Non ditemi che esagero, perché lo so e non me ne importa.
Poi, ovviamente, ci sono i ricordi «dall’altra parte», cioè da quando sono diventata un’insegnante. Ma quelli sono più semplici, e forse un po’ meno suggestivi: gli auguri di «buon anno»; i visi abbronzati e non ancora tesi; l’abituale silenzio della sala professori rotto dalle chiacchiere sulle vacanze. Però anche lì, in quei momenti prima della partenza, ho sempre avuto l’impressione che sarebbe bastato un niente – un piccolo slancio di follia – e ci saremmo stretti tutti in un abbraccio di solidarietà, scambiandoci la silenziosa promessa di lavorare in armonia.
Vi sto raccontando tutto ciò perché è a questi ricordi che, all’inizio del nuovo anno scolastico, voglio aggrapparmi, nella convinzione che non siano solo pallide schegge del passato. Alzo il muro di questi ricordi davanti al timore che mi pervade troppo spesso, in questi giorni: dopo due anni di Dad, di lontananza dagli alunni e dai colleghi, di difficoltà tecniche, di blocchi psicologici, di smarrimento (didattico e no) ho bisogno di pensare che, nel mio futuro, ci sarà un po’ della meraviglia che mi ha accompagnato da quando avevo sei anni e ho aperto il portone della scuola elementare Umberto di Savoia di Trapani. E, per riuscirci, sono disposta a tutto, persino a scambiare l’odore delle gomme nuove con quello del disinfettante. Voglio essere lì, in quel luogo, in mezzo ai ragazzi, accanto ai colleghi, e pazienza se dobbiamo stare un po’ lontani e con la mascherina. Perché questo promette (e fino a due anni fa ha mantenuto) il primo giorno di scuola: «Non posso sapere se sarà un anno facile o difficile, se ti annoierai o se ti divertirai.
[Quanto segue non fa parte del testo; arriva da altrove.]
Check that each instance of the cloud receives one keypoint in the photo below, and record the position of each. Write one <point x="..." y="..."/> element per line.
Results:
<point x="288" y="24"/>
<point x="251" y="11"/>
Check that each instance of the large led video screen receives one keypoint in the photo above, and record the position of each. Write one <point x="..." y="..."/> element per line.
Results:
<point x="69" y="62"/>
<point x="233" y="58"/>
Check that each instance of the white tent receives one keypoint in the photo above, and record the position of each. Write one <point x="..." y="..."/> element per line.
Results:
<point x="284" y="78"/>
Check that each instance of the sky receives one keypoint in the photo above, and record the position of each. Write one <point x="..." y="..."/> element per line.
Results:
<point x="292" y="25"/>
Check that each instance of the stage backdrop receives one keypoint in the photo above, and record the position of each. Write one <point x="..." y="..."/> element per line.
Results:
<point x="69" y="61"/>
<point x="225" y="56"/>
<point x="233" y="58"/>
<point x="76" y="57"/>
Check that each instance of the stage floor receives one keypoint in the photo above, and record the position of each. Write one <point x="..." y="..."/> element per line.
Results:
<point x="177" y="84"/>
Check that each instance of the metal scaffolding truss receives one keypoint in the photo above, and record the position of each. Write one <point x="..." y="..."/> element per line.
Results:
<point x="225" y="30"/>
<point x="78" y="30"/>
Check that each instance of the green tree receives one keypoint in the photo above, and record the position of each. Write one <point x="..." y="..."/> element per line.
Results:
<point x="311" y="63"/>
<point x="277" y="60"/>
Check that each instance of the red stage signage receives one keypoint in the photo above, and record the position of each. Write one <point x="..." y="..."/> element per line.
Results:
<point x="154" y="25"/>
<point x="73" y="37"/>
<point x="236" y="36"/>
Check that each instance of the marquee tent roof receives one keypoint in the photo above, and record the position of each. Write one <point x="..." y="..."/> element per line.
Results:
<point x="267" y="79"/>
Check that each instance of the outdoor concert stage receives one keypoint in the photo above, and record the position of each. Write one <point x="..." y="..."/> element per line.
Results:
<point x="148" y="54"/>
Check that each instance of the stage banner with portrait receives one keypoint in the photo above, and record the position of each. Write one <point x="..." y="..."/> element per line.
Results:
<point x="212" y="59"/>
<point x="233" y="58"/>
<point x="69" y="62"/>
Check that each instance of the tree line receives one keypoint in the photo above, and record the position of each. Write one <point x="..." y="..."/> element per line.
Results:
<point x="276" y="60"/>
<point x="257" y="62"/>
Però una cosa posso assicurartela: l’esperienza umana che stai per vivere è unica proprio perché ti porterà a confrontarti “fisicamente” con altre persone, a respirare la loro aria e i loro pensieri, a occupare uno spazio non più esclusivamente tuo, ad accettare l’altro, a uscire dal tuo guscio. Insomma: a vivere».
E se mi state dando della pazza perché ho appena fatto parlare il primo giorno di scuola, fate pure. Il Covid ci ha portato via due anni e, se è verissimo che dobbiamo agire con prudenza, è altrettanto vero che l’errore più grande che possiamo fare è quello di limitarci a sopravvivere, annegando in un mare di paura la speranza, l’immaginazione, l’allegria. Così dirò ai miei alunni quando entrerò per la prima volta in classe, quest’anno. Dirò loro che, anche se non sono materie ufficiali, anche se non ci saranno voti in pagella, quest’anno cercherò d’insegnare loro anche un po’ di coraggio e di fantasia. E sono certa che, come succede spesso, anche loro ne insegneranno un po’ a me.